Lian konnte sagen, was er wollte, doch Nathaniel merkte deutlich, dass er ihn verstimmt hatte, wusste aber auch nicht, was er tun konnte, um ihn zu beschwichtigen. Und genau genommen, war es das gute Recht des Prinzen, wütend auf ihn zu sein. Wer den eigenen Liebhaber nach einem solchen Ereignis auf diese Weise bedrängte, ihm derartige Worte an den Kopf warf, hatte es wahrscheinlich nicht besser verdient.
Bereust du es, Lian?
Bereust du mich?
"Du kannst die ganze Flasche haben...nur...", Lian überlegte, rollte die Worte auf der Zunge.
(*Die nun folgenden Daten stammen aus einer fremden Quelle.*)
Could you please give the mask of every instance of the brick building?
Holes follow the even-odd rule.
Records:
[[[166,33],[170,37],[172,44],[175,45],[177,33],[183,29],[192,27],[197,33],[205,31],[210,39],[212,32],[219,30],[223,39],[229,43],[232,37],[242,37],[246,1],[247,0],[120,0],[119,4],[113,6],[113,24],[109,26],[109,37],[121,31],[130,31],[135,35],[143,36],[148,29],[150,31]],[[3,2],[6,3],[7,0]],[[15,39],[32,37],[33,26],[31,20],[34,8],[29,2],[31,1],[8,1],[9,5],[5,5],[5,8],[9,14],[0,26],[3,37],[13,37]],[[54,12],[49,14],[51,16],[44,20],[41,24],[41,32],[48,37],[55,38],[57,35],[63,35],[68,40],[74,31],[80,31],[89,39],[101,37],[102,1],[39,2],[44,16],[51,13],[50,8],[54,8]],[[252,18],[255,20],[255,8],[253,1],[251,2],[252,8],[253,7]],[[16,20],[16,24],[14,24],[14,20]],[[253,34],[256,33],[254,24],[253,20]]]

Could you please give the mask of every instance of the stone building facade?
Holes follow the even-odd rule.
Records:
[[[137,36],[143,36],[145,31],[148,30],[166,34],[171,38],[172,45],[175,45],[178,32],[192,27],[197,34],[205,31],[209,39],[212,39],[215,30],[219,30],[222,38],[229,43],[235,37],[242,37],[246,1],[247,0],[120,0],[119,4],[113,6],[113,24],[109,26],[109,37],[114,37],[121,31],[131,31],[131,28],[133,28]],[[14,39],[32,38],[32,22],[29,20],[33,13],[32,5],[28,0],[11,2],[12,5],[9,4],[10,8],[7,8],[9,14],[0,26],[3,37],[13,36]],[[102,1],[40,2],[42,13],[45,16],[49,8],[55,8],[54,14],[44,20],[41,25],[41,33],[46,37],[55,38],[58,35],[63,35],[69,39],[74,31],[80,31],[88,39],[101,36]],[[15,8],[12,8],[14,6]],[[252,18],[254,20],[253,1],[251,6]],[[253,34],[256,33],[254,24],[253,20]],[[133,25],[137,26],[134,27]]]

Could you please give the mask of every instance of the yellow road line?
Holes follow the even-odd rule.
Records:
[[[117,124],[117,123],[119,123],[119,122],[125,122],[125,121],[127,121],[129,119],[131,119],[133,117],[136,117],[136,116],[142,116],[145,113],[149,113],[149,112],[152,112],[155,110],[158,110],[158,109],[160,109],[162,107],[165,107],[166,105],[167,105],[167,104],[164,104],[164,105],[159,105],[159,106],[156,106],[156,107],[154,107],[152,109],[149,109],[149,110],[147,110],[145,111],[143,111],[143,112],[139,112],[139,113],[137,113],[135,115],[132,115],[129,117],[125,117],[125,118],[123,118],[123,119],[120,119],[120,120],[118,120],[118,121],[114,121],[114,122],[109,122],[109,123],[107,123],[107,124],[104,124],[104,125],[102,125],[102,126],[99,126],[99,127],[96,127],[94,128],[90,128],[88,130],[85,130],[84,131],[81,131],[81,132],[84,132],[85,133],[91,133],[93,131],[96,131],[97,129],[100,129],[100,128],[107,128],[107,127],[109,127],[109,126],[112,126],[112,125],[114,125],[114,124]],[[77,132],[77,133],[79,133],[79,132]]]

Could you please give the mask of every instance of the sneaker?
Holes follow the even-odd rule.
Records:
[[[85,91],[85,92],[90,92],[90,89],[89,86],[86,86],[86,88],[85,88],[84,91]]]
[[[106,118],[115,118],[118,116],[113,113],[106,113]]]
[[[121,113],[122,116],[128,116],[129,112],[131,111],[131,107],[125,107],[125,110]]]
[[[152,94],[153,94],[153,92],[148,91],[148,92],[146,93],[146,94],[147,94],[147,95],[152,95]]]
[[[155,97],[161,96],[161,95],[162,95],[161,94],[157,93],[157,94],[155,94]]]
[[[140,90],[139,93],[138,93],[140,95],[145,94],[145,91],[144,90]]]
Wie sollte er es formulieren? Dass er Zeit allein brauchte, um nachzudenken? Ja.
"Ich muss nachdenken ... planen."
Erneut nickte Nathaniel, leerte das Glas daraufhin.
"Ich werde dich nicht stören.
Du weißt, wo du mich findest, wenn es dich nach mir verlangt."
Er nahm die Weinflasche mit sich, als er das Zimmer verließ, und wusste nicht, ob er sich freuen oder verzweifeln sollte.